Peter Saul/Mary Boone Gallery, New York

Peter Saul: Quack-Quack, Trump, 2017

With his imposing paunch, outsized neckties, and pompadour as pointy as Woody Woodpecker’s beak, Donald Trump has the most recognizable profile of any American president since Richard Nixon. Yet, as a cartoonist of my acquaintance has complained, artists are having a hard time caricaturing Trump, mostly likely because he already is a caricature—one reflected in mass culture’s fun-house mirror for close to forty years.

We’re sick of Trump and we’re sick of being sick of him. Well-populated by images of the president, Peter Saul’s new show “Fake News,” at Mary Boone Gallery through October 28, is hardly a palliative, but it does illustrate the crass absurdity of the current moment.

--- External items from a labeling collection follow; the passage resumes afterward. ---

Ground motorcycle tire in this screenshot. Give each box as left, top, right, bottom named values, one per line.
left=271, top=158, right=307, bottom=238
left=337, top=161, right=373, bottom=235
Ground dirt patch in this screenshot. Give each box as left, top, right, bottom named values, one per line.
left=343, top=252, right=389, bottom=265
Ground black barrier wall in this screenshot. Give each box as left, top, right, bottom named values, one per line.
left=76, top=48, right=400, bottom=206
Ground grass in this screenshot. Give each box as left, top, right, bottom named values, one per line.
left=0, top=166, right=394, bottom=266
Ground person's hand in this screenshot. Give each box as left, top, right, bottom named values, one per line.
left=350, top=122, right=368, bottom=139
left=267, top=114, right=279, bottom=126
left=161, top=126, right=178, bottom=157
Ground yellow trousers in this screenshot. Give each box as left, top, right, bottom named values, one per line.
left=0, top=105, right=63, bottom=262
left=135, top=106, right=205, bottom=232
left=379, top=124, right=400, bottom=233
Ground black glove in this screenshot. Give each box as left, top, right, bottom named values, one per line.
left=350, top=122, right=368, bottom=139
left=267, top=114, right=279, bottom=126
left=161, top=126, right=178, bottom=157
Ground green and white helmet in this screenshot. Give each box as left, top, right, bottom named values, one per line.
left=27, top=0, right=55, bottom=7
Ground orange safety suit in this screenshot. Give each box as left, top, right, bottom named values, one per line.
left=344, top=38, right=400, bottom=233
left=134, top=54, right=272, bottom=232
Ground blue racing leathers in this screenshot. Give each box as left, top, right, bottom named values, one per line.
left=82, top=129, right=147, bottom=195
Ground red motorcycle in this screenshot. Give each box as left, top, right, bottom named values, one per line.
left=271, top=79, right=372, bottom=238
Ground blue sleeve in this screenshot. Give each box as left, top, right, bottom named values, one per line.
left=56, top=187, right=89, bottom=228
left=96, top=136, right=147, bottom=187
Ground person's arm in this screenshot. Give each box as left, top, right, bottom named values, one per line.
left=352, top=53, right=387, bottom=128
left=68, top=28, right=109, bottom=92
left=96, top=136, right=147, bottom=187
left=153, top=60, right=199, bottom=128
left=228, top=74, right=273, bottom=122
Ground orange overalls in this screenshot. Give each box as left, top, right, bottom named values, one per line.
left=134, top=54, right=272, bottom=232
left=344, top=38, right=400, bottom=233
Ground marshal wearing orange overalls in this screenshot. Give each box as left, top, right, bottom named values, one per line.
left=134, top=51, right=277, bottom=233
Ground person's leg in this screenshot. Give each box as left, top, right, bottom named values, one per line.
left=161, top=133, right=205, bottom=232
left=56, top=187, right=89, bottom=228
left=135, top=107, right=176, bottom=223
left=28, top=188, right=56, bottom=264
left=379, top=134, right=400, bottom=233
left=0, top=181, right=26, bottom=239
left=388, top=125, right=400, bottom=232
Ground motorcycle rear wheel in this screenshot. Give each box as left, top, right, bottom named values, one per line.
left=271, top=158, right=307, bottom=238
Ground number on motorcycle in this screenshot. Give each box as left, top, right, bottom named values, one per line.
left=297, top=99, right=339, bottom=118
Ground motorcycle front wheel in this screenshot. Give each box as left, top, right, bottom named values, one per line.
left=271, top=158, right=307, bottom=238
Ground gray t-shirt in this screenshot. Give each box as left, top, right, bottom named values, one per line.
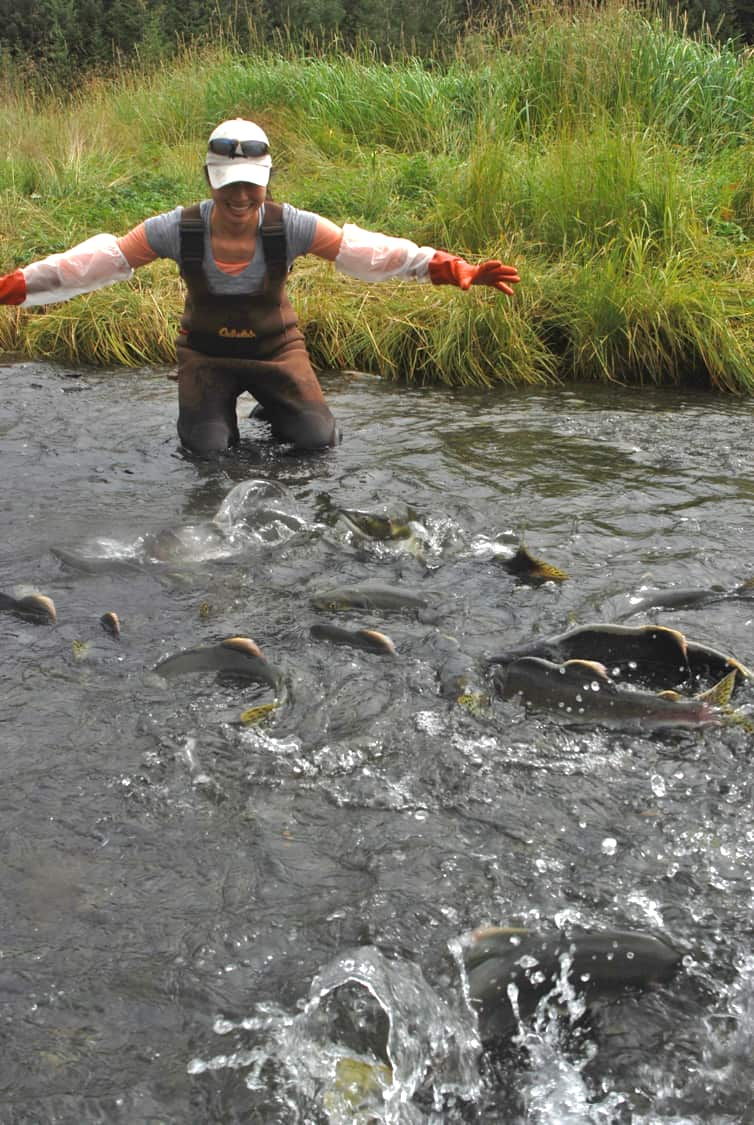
left=144, top=199, right=318, bottom=294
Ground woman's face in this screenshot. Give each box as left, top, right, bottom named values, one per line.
left=210, top=181, right=267, bottom=231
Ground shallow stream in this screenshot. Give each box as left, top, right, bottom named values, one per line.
left=0, top=362, right=754, bottom=1125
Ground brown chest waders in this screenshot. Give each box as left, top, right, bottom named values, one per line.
left=177, top=201, right=335, bottom=456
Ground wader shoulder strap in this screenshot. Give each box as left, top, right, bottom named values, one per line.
left=178, top=204, right=204, bottom=276
left=261, top=199, right=288, bottom=281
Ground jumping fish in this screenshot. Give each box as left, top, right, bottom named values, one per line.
left=309, top=624, right=395, bottom=656
left=493, top=656, right=715, bottom=727
left=686, top=640, right=754, bottom=683
left=338, top=507, right=414, bottom=542
left=311, top=585, right=429, bottom=613
left=464, top=927, right=681, bottom=1044
left=490, top=624, right=690, bottom=687
left=99, top=610, right=120, bottom=638
left=154, top=637, right=282, bottom=691
left=496, top=545, right=568, bottom=582
left=0, top=594, right=57, bottom=626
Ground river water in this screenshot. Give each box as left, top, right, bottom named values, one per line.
left=0, top=362, right=754, bottom=1125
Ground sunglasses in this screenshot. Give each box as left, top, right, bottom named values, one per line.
left=208, top=137, right=270, bottom=159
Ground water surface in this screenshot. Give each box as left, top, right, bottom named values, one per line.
left=0, top=362, right=754, bottom=1125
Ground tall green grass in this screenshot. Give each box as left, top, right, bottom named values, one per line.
left=0, top=0, right=754, bottom=394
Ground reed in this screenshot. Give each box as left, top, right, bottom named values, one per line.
left=0, top=0, right=754, bottom=394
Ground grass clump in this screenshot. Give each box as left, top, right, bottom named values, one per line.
left=0, top=0, right=754, bottom=394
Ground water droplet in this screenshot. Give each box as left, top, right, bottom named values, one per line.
left=649, top=774, right=667, bottom=797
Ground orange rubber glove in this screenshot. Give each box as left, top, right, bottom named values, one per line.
left=0, top=270, right=26, bottom=305
left=428, top=250, right=521, bottom=297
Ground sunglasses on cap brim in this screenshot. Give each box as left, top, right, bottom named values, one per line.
left=208, top=137, right=270, bottom=159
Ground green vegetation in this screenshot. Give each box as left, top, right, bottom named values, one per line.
left=0, top=0, right=754, bottom=394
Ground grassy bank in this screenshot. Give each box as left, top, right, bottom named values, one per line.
left=0, top=2, right=754, bottom=394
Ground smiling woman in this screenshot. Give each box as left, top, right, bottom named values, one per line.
left=0, top=111, right=519, bottom=456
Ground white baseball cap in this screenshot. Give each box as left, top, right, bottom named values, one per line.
left=205, top=117, right=272, bottom=189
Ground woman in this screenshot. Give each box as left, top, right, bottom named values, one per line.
left=0, top=118, right=520, bottom=456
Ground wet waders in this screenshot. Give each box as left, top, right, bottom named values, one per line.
left=177, top=201, right=335, bottom=456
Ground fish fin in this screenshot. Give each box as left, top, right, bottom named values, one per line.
left=470, top=926, right=531, bottom=942
left=357, top=629, right=395, bottom=654
left=560, top=659, right=613, bottom=684
left=239, top=703, right=278, bottom=727
left=695, top=668, right=736, bottom=707
left=219, top=637, right=264, bottom=660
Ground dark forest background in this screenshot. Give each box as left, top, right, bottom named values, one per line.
left=0, top=0, right=754, bottom=91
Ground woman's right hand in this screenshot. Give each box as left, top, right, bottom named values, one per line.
left=0, top=270, right=26, bottom=305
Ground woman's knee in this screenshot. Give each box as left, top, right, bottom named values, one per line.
left=271, top=403, right=338, bottom=449
left=178, top=416, right=239, bottom=457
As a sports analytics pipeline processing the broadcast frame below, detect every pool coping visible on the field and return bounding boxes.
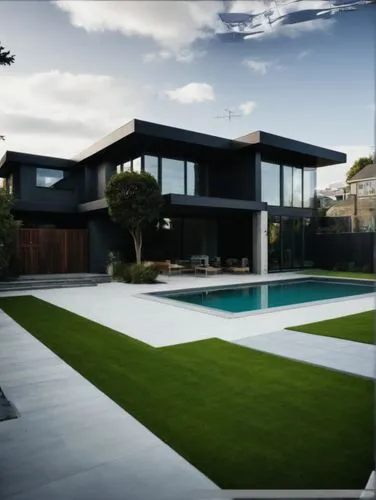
[135,275,376,319]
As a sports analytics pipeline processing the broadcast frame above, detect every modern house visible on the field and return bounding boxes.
[0,120,346,273]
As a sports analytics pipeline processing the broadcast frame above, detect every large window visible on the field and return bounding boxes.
[162,158,185,194]
[132,158,141,172]
[187,161,199,196]
[303,167,316,208]
[36,168,64,188]
[261,162,281,206]
[144,156,159,181]
[292,167,303,207]
[268,216,315,271]
[283,165,294,207]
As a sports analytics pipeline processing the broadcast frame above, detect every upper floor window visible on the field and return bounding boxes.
[283,165,303,208]
[261,162,281,206]
[36,168,64,188]
[4,174,14,194]
[357,179,376,196]
[132,158,141,172]
[144,156,159,181]
[303,167,316,208]
[187,161,199,196]
[162,158,185,194]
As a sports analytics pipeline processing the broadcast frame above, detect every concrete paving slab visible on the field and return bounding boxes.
[0,311,218,500]
[234,330,376,378]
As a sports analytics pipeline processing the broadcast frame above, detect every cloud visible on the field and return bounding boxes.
[143,49,206,63]
[296,49,313,61]
[239,101,256,116]
[165,82,215,104]
[0,70,148,157]
[243,59,281,75]
[54,0,223,54]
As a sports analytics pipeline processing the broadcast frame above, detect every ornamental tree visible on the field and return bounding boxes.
[105,172,163,264]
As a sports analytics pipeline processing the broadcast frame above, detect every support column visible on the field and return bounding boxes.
[253,210,268,274]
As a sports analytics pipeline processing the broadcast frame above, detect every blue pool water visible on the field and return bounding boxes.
[158,279,374,313]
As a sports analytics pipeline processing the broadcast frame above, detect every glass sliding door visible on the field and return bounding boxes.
[292,167,303,207]
[292,218,304,269]
[283,165,294,207]
[303,217,316,267]
[268,216,281,271]
[281,217,294,269]
[303,167,316,208]
[261,162,281,206]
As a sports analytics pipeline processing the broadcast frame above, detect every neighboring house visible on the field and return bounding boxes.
[0,120,346,273]
[327,163,376,231]
[317,182,347,208]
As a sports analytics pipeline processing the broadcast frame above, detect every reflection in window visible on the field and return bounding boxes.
[162,158,185,194]
[144,156,158,181]
[303,168,316,208]
[292,167,303,207]
[187,161,199,196]
[37,168,64,188]
[132,158,141,172]
[283,165,293,207]
[261,162,281,206]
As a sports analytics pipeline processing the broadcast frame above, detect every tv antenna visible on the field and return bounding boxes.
[216,109,242,122]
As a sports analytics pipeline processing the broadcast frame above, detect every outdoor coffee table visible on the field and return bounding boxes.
[195,266,220,277]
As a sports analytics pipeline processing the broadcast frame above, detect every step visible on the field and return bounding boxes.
[0,281,98,292]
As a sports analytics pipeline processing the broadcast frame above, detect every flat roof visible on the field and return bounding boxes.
[0,151,77,177]
[73,119,233,162]
[0,119,346,171]
[236,130,347,167]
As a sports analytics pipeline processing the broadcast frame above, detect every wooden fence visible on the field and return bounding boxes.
[15,229,88,274]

Saul, now eighty-three, has been categorized as a political pop artist and a proto-punk neo-surrealist, although he has as much in common with the grotesque Mad magazine cartoonist Basil Wolverton as with any American painters. He’s done Nixon and Reagan (both as governor and president) as well as George W. With candy colors placed in the service of gross physical distortion and blandly offensive savagery—crucifixions are common, the electric chair is a frequent prop—his unnaturally festive work would scarcely seem out of place on the wall of a Venice Beach tattoo emporium. “Not to be shocking means to agree to be furniture,” he once said. Still, Saul’s portraits of Trump are relatively naturalistic—though the impossible settings in which the president is placed are not.          

Trump appears three times in the canvas Quack-Quack, Trump. He’s socked in the jaw by a giant cheeseburger and gawked at by a one-eyed space monster piloting a flying thumb. Another, larger Trump is surrounded by a plague of little cartoon ducks (a staple of Saul’s iconography). Some have roosted in Trump’s pompadour; he appears grumpy and blindly shoots at them with a ray gun in each hand. A third, scowling Trump emerges from a charcoal whirlwind amid a cloud of blue dollar bills.

The Trump coiffure has a life of its own in Donald Trump in Florida, crowning two of the pustular bile-green crocodiles that dominate the painting, as well as a matronly lady whose head demurely emerges from a pink cloud. Trump, looking weirdly self-satisfied, is half-reptile, perched on an inverted palm tree and oblivious to the crocodile aircraft headed his way even as one more Trump stares past the bills slobbering out of another croc’s mouth. 

Peter Saul/Mary Boone Gallery, New York

Peter Saul: Blue Boy with Ice Cream Cone, 2017

In short, the president is one more character in Saul’s ongoing carnival of desecration. To see these paintings is to recognize Saul as something of an American Scene painter. (Some of his 1960s paintings mock Thomas Hart Benton.) Accordingly, Saul easily integrates Trump into his world—could the reverse ever be possible? “Fake News” includes two of the Old and New Master parodies that Saul has been painting since he travestied Guernica and De Kooning in the early 1970s. Rembrandt’s The Night Watch is reimagined with ducks; the subject of the mock-Gainsborough Blue Boy with Ice Cream Cone is greedily fixated on an outsized swirl of orange glop that has an unmistakable resemblance to the Trump pompadour.

Trump famously refused to buy the silkscreened Trump Tower photographs that Andy Warhol created on spec for the building’s atrium in 1981. By Warhol’s account, Trump deemed them insufficiently gaudy—black, grey, and silver, rather than orange and pink (and gold?). But Saul’s “Fake News” paintings, especially the cheerful, inane pomposity of Nightwatch II, the gaily florid detritus of Global Warming, the Last Beer—so tropical and lively with its surfacing shark and coral-colored sky—and the scurrilous stooge-like, ultra-violent battle between American frontiersmen and Mexican regulars depicted in yummy fuchsia and ochre in Return to the Alamo 78, might make a lot of sense installed poolside at Mar-a-Lago or hung in the lobby of the Trump International Hotel in Washington, D.C.

Trump is so tasteless that Peter Saul is, by comparison, tasteful. “Fake News” is something of a misnomer for this show. It should really have been called “The New Normal.”


Peter Saul’s “Fake News” is at the Mary Boone Gallery through October 28.